Challenge: By now you know what SodaStream is—maybe you even have one on your counter. But back in 2012 the company was unknown and struggling to figure out how a small newcomer could position itself for traction against an entrenched U.S. soda category.
Story: To help the team sidestep stagnant thinking patterns and roadblocks, we led a Blitz with CEO Daniel Birnbaum and a few of his top execs. At first, the talk was all serious business. But eventually something more interesting began to take hold.
We had brought along Fine Artist Tucker Nichols as an outsider. We’ve found it can be helpful to have a non-invested party in the room whose job is to listen, capture, and interpret the themes of the discussion. Tucker’s off-the-cuff drawings added clarity and much needed inspiration to the summit.
Pulling from phrases and ideas he heard, Tucker soon had a wall covered with whimsical illustrations of bubbles and various expressions of freedom.
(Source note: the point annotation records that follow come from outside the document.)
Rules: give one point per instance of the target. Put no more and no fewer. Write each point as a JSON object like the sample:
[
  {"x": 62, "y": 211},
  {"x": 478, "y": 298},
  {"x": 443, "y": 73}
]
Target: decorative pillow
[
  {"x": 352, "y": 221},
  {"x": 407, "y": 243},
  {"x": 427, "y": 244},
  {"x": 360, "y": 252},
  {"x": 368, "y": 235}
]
Taking it in, the team realized the power of their own collaborative idea, and came together around an evolutionary shift in the company’s direction.
After the Blitz, SodaStream took their “Free the Bubbles” idea and made a 60-second Super Bowl ad that would cause a much longer-lasting sensation.
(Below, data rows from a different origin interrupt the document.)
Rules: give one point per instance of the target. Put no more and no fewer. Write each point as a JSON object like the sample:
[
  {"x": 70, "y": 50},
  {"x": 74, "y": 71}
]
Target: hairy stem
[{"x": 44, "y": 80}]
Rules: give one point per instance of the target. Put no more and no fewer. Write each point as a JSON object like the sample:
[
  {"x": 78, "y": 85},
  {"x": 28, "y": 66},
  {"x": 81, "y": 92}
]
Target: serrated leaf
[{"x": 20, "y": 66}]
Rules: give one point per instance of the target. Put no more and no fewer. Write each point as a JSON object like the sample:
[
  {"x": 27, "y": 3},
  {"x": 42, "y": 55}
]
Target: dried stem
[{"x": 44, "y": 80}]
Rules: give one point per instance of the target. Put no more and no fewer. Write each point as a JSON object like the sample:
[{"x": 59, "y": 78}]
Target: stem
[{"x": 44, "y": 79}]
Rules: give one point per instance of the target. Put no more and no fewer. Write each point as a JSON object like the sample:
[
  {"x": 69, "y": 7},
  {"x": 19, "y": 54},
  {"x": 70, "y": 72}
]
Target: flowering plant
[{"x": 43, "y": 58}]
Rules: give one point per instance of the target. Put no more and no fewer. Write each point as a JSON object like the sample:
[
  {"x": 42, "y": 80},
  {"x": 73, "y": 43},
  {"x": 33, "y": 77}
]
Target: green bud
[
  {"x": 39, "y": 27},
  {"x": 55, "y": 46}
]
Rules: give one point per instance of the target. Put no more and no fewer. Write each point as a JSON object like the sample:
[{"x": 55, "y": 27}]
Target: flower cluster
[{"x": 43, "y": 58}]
Outcome: In case you slept through 2013, the ad positioned SodaStream as the way of the future, and big soda as the landfill-clogging, plastic-wasting relic of the past.
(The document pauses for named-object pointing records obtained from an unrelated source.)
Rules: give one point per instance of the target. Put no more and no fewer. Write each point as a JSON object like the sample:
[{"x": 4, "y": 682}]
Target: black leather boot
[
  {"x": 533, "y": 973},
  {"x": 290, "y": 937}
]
Coke and Pepsi delivery trucks race to the grocery store to the tune of dueling banjos. Suddenly, the plastic bottles inside begin exploding in spectacular bursts of sugary water. The ad cuts to a man making soda at home with a SodaStream as a voice deadpans, “We could have saved 500 million bottles on Game Day alone. If you love the bubbles, set them free.”
Banned on TV networks (for fear of insulting the soda companies), the ad got millions of YouTube views and free PR from outlets from the Huffington Post to the New Yorker.
SodaStream freed their thinking and freed the bubbles. And it worked.